To be Black is to be dangerous.
To be Black is to be ignorant.
To be Black is to be lazy.

Our society perpetuates ignorance. According to our one-sided lens of the media, I am a loud-mouthed ho’ who is promiscuous, broke, and living off of food stamps. That might explain why as I walked past, a local woman stared me down as she inched closer to her husband and child. Or why when Nicky, DJ, and I are walking many women shift their purses closer to them. Or maybe that’s why the bus driver pushed me to avoid me entering his “personal space” (HILARIOUS given no one here has the slightest conception of that, at all). Either way, China’s claim to “Welcome you with open arms” is a bit far stretched.

I came here well aware that I am a far cry from the norm, but it has occurred to me that I am one of Shanghai’s newest spectacles. The infiltration of foreigners of course generates stares, yet some of these instances went beyond simple expressions of curiosity, to invasive scrutiny resulting in my discomfort. To add to the my affliction, while looking up information about the notorious 查克力市 (Chocolate City), I stumbled across a few articles, one of which thoroughly disheartened me 1. In fact, it was the subsequent commentary from the locals that literally brought me to tears:

“The majority of blacks are representatives of promiscuity, violence, and AIDS.”

“Blacks are simply a low-level race—– This comment is something I heard elsewhere. Think about it and you know it is true… In reality, black people are gluttonous and lazy, unrealistic, and those who can work hard are rarer than rare, wanting in their bones to do little but still get a lot. They don’t seek to improve themselves!!”

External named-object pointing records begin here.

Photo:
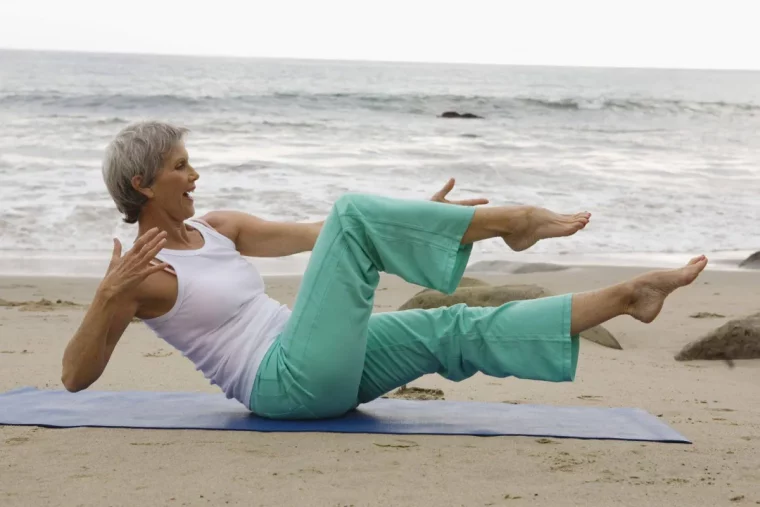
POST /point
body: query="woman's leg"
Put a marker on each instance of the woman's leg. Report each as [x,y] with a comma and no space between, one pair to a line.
[535,339]
[314,368]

“Chinese people know their place and are orderly wherever they are, an active and motivated people… As for black people, they are lazy and carefree wherever they are, and like to cause trouble, not diligent in learning, nor in work.”

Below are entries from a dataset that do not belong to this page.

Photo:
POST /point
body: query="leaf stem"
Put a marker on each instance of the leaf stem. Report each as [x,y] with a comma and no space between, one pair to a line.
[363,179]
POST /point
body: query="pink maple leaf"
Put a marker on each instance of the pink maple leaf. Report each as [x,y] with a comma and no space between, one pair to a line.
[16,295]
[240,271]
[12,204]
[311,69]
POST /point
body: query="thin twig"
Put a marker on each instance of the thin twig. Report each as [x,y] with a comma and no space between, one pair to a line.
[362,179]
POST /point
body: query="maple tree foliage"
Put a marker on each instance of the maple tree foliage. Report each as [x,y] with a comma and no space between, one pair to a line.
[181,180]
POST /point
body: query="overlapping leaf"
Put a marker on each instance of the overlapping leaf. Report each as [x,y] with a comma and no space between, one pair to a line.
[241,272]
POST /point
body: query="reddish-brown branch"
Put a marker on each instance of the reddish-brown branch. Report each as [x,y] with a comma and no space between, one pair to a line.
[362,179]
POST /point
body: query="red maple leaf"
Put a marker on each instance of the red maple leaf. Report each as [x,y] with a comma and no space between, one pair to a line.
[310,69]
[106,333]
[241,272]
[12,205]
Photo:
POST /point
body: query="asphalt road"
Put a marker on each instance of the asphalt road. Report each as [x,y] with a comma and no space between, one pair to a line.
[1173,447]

“What can Africans bring us besides AIDS?????!!!! I am a customs officer who monitors infectious diseases, just look at how many people checked that are AIDS sufferers from Africa and you’ll know we should keep such garbage far away.”

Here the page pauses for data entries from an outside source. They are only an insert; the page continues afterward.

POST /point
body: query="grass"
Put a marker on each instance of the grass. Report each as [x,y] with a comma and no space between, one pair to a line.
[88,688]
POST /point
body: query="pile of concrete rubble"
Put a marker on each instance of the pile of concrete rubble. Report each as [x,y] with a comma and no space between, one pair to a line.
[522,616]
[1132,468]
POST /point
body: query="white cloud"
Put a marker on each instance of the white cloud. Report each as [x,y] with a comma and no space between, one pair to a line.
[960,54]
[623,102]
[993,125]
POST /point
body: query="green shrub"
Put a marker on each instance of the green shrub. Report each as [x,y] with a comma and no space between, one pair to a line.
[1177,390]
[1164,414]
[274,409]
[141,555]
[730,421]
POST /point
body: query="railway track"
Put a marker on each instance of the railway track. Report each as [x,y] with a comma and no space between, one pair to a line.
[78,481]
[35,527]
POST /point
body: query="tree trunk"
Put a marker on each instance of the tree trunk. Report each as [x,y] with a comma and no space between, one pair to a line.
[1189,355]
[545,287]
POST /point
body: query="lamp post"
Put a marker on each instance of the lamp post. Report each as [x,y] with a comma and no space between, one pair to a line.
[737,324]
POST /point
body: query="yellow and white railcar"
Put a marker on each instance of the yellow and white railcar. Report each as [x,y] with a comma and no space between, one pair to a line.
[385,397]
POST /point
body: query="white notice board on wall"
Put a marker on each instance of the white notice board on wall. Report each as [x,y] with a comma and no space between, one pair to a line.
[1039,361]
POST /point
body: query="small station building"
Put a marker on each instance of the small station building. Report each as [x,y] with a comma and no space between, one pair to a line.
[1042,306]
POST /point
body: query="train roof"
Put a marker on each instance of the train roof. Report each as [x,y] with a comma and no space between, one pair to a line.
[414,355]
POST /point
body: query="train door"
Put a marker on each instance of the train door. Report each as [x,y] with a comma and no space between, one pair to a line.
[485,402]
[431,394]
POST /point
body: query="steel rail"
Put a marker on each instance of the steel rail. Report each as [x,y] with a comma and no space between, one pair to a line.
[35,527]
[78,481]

Clearly negative notions of “Blackness” have penetrated not only our nation, but also abroad.

Photo courtesy of MacDougall’s “The Visual in Anthropology” 2

This is frightening.

But none of this is new. Selling the fractured image of the “Other” has always been profitable. Not only did media generate revenue by creating a spectacle of the “Other” (through exhibitions such as those in the World Fairs and commemorative postcards), but it also reinforced a Westernized notion of civility and primitiveness through means of visual comparisons:

“For a general public imbued with ideas of Social Darwinism, the visual appearance of exotic peoples was the most obvious way of placing them on a scale between civilised man and animal.” 2

Since the colonial era, the camera has helped establish the social construction of racial superiority. While ethnographic films and documentaries are meant to facilitate an appreciation for other cultures, often ethnographic research was performed to manipulate “human categories reinforcing colonisers’ sense of difference as their sense of power.”3 In other words, the media has done a fine job of projecting prejudicial images for ages.

Unfortunately, the damage is done. Though we are living in an age of increase global awareness, much more progress is necessary. As disturbing as the reality check was, I will not passively accept the negative stereotypes that follow me wherever I go. Rather I must challenge myself to impact the community, as it has done to me. While I may not be able to change the world myself, I do hope to demonstrate the pride, joy, and beauty in being Black, that has been all too neglected in the media.

2 David MacDougall. 1997. The Visual in Anthropology In Rethinking Visual Anthropology. Marcus Banks and Howard Morphy, eds. Pp. 279. New Haven; London: Yale University Press.
3 David MacDougall. 1997. The Visual in Anthropology In Rethinking Visual Anthropology. Marcus Banks and Howard Morphy, eds. Pp. 280. New Haven; London: Yale University Press.